On the other hand, clinical trials have given conflicting results thus far. It is necessary to cite the more profound clinical effect of these treatments in UC remission and prevention of pouchitis in CD, whereas benefits are limited in CD and results must be gathered as for nongastrointestinal manifestations of IBD in general. These agents, introduced as ‘pharmabiotics’ by Shanahan , have exhibited lack of toxicity so far, whereas they seem to be a good solution in patients who are reluctant to take medication (a very important factor, especially in conditions such as IBD, where treatment is elongated and difficult to cope with); probiotics and prebiotics are ‘nature products’, not drugs.
Pro- and prebiotics have demonstrated their beneficial impact in healthy subjects, both experimentally and clinically, to an equal, and in our opinion a greater extent than in IBD patients. Results from clinical studies have demonstrated that these therapies are equivalent to those traditionally used, and, in a few cases, better at maintaining remission induced by traditional therapies [94, 106, 134]. The use of pro- and prebiotics should be studied in healthy populations starting from childhood, in order to evaluate their potential as preventive means, apart from IBD therapy. Large cohort studies could be of use in this case. Of course, as in any long-term treatment, the safety of continuous administration of pro- and prebiotics must be first confirmed in experimental models, to avoid unexpected and thus far undemonstrated detrimental effects from this constant antigenic stimulation.
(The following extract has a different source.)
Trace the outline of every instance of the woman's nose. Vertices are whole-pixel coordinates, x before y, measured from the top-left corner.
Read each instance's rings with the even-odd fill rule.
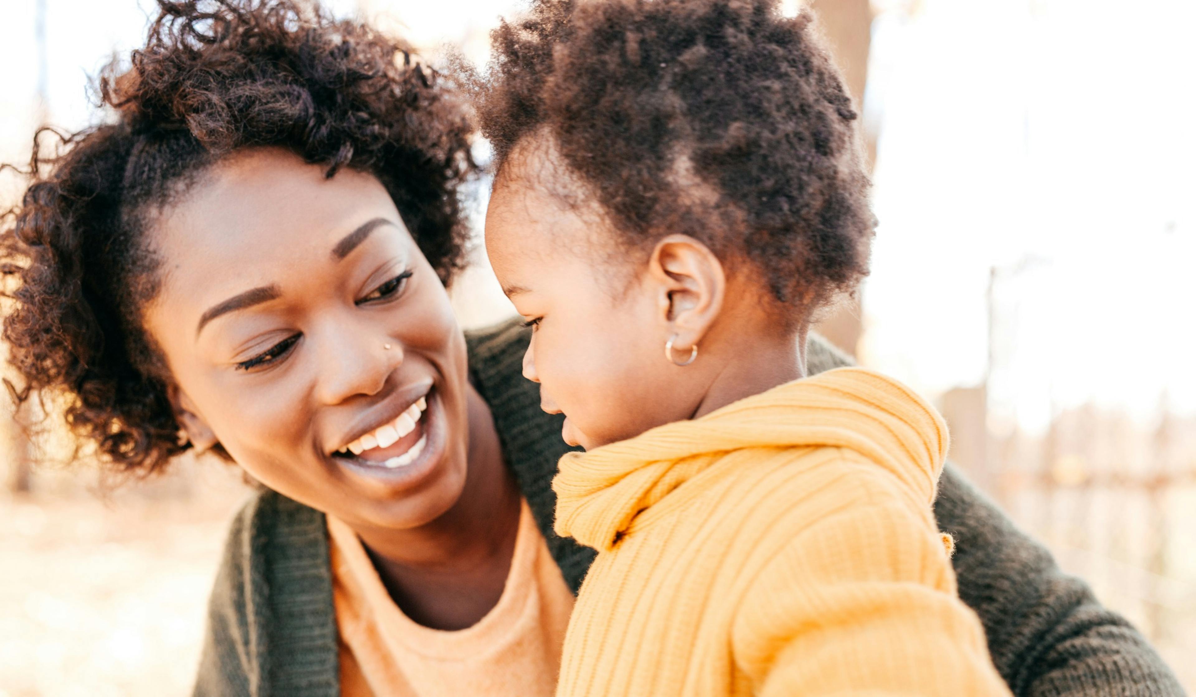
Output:
[[[358,396],[373,396],[403,363],[403,346],[391,338],[361,338],[349,332],[343,341],[327,342],[321,351],[319,399],[340,404]],[[356,341],[353,341],[356,338]]]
Pro-, pre- and synbiotics now appear to have a pivotal role in the prevention and management of various gastrointestinal disorders that is totally dependent on the combination of bacteria used and the type and stage of the treated bowel disease. These ‘pharmabiotics’ constitute a heterogeneous group with different properties and biological effects on gut physiology and pathophysiology. In addition, similar bacteria do not share similar therapeutic activities and in vitro their properties do not always predispose their effects on the human intestinal physiology as a part of the microenvironment of microflora. Further work with well-designed randomized control clinical trials is necessary in order to understand the undoubted role of these agents in the management of gut physiology in health and disease.